Vous menez depuis longtemps des recherches sur les politiques éducatives. Selon vous, quelle est la caractéristique majeure du fonctionnement de notre système scolaire ?
Agnès van Zanten1
 : Comparé à d’autres modèles éducatifs, y compris ceux de nos proches voisins européens, le système français se montre particulièrement efficace pour dégager une élite, écrémer progressivement les meilleurs ou supposés tels, repérer les pépites qui occuperont les postes les plus en vue dans l’administration, la politique, l’économie, la recherche... À cette fin, un accent très fort est mis très tôt sur la notion d’excellence, à tel point que dès l’école primaire, les enfants sont notés et évalués. Tout le discours de l’école française repose sur l’idée que, pour atteindre cette excellence, l’environnement social et familial des élèves importe peu. Seuls comptent les efforts que l’on fournit en classe. Selon le principe méritocratique au fondement de l’école républicaine et indissociable de l’idée d’égalité des chances, plus un élève travaille, quel que soit son milieu d’origine, et plus il aura de bons résultats, sera récompensé par des diplômes et s’assurera une belle carrière. De même, notre système éducatif est irrigué par la croyance que le concours, avec ses épreuves anonymes passées dans les mêmes conditions par tous les candidats, est la procédure la plus sûre, la plus « pure », la plus juste, pour sélectionner les meilleurs élèves.

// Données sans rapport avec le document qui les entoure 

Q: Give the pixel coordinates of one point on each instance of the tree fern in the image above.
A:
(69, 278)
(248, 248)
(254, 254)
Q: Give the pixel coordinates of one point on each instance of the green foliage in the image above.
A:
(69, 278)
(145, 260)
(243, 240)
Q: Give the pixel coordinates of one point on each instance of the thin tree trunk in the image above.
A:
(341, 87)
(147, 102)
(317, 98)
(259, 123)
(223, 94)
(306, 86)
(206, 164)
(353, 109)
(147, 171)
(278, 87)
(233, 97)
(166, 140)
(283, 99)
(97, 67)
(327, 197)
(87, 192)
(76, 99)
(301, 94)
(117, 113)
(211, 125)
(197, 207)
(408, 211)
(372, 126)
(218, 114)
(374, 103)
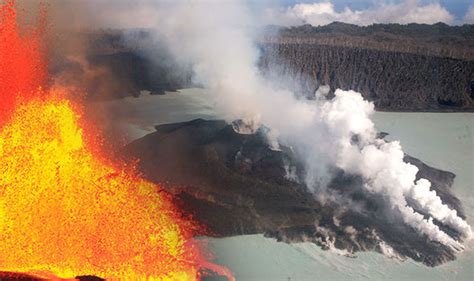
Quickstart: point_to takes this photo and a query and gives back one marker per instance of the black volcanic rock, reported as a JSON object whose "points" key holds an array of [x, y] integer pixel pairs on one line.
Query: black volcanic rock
{"points": [[235, 184]]}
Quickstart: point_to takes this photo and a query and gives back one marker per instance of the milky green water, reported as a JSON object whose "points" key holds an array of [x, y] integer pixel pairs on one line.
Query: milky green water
{"points": [[442, 140]]}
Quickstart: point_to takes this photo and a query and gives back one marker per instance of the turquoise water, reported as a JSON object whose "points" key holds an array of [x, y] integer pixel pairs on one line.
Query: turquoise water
{"points": [[442, 140]]}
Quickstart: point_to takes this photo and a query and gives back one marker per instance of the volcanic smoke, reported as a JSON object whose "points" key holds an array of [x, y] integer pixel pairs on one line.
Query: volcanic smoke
{"points": [[64, 208], [321, 132]]}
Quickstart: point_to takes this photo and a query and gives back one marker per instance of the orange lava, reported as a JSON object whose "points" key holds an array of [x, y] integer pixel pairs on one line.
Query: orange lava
{"points": [[64, 210]]}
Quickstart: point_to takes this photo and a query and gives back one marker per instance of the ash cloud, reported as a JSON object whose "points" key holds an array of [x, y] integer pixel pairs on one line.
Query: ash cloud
{"points": [[218, 40]]}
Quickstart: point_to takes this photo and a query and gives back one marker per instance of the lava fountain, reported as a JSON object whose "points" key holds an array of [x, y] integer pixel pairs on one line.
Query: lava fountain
{"points": [[65, 209]]}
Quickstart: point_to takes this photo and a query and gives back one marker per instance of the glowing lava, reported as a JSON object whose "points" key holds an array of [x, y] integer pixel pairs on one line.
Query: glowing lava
{"points": [[63, 209]]}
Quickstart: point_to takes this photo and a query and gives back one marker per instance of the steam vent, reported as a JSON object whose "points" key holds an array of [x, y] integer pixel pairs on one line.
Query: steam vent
{"points": [[236, 140]]}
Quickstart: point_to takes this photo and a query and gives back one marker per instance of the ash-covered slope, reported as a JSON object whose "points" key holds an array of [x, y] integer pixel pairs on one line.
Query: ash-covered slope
{"points": [[235, 184], [413, 67]]}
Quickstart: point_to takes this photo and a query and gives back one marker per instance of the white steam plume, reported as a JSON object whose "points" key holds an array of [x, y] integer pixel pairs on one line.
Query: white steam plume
{"points": [[216, 39], [324, 12]]}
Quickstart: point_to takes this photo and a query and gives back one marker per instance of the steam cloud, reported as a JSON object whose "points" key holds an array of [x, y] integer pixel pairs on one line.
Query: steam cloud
{"points": [[324, 12], [217, 40]]}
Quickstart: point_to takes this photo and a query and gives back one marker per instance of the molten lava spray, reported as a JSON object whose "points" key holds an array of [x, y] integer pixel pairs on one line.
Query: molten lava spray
{"points": [[63, 209]]}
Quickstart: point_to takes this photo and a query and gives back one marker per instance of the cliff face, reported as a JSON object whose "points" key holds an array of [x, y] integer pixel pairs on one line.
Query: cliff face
{"points": [[407, 68], [400, 68]]}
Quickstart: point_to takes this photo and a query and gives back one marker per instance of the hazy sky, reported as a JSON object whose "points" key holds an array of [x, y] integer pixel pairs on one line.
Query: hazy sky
{"points": [[456, 7]]}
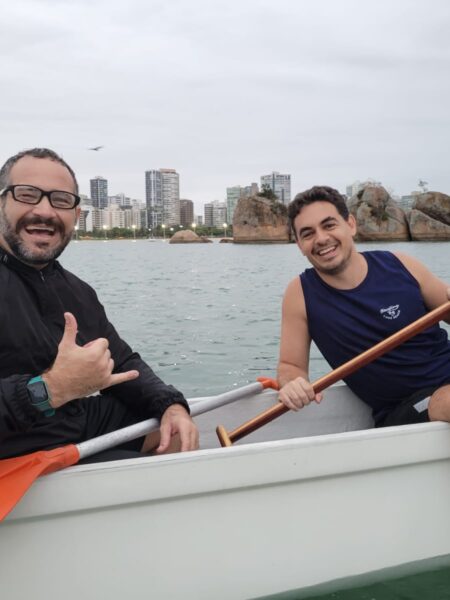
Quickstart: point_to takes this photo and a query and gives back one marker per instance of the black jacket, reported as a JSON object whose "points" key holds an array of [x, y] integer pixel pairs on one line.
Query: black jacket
{"points": [[32, 306]]}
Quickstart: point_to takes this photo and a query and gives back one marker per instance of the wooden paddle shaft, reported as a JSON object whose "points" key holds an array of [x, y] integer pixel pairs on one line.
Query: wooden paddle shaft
{"points": [[341, 372]]}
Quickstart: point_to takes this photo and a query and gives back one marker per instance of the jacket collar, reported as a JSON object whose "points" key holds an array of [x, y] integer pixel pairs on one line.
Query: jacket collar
{"points": [[14, 263]]}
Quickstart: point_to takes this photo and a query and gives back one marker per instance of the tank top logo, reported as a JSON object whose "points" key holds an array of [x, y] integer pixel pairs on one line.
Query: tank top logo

Dans les faits, cette idéologie méritocratique induit-elle des effets pervers ?
A. V. Z. :
En privilégiant un enseignement plus soucieux de fabriquer une élite que de faire acquérir à tous les élèves un socle commun de connaissances, notre système éducatif répond mal à la massification de l’accès à l’enseignement secondaire et supérieur. Chaque année, environ 20 % des jeunes quittent l’école sans diplôme ni qualification, 23 % des élèves des filières professionnelles échouent au CAP, 26 % au BEP, et autant d’étudiants ou presque abandonnent leurs études supérieures. Ce taux d’échec élevé charrie beaucoup de frustration, de fatalisme et de doutes sur leur valeur personnelle chez celles et ceux qui sont ainsi mis de côté et se sentent condamnés à rester dans les strates inférieures de la société.

La France est devenu un des pays les plus inégalitaires de l’OCDE en matière d’éducation. Ainsi, les enfants de cadres sont deux fois plus souvent diplômés du supérieur que les enfants d’ouvriers, et 20% des jeunes quittent chaque année l’école sans qualification ni diplôme.

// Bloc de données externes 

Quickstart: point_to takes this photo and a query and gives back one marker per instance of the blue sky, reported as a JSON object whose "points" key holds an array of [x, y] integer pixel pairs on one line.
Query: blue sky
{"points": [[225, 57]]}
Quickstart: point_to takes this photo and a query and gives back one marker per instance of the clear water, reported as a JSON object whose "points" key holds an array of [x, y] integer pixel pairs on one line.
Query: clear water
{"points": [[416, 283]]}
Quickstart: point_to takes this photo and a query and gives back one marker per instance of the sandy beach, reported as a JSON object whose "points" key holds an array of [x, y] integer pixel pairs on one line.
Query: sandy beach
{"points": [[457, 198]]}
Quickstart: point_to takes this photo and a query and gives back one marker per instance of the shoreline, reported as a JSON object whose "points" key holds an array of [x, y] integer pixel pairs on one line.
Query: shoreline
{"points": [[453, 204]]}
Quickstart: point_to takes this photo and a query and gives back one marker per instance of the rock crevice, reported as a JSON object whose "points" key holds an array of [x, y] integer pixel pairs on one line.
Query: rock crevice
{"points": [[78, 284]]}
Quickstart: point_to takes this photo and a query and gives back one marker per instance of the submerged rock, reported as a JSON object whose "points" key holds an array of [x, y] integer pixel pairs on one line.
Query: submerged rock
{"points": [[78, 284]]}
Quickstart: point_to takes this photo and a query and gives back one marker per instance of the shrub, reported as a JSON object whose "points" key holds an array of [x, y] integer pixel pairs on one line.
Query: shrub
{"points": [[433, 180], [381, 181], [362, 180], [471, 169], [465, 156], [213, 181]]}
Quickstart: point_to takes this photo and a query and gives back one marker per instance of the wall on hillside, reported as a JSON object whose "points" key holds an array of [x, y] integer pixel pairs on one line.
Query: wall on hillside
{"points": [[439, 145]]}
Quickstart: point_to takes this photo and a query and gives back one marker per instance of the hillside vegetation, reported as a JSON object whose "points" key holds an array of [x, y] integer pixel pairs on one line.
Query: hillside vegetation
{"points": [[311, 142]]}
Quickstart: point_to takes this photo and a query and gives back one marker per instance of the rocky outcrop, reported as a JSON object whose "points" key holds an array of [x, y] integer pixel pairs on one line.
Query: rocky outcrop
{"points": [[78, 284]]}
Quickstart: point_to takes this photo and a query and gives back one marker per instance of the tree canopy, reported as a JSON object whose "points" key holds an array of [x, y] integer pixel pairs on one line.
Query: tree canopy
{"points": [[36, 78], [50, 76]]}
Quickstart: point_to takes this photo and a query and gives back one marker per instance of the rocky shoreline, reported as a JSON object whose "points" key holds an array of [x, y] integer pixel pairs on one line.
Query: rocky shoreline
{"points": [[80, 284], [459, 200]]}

Quels sont les jeunes le plus massivement touchés par l’échec scolaire ?
A. V. Z. : Ceux des milieux populaires, sans surprise. Depuis les travaux du sociologue Pierre Bourdieu dans les années 1970, on sait en effet que la réussite scolaire est étroitement corrélée au capital économique et culturel familial. Les chiffres sont implacables : les enfants de cadres sont deux fois plus souvent diplômés du supérieur que les enfants d’ouvriers, même si le système a tendance à nier l’impact du milieu socio-économique sur les performances. Selon les enquêtes Pisa (Programme international pour le suivi des acquis), la France est un des pays les plus inégalitaires de l’OCDE, un de ceux où le déterminisme social est le plus fort, où l’école, malgré des alternances politiques et des réformes successives, demeure « indifférente aux différences », comme le disait Pierre Bourdieu.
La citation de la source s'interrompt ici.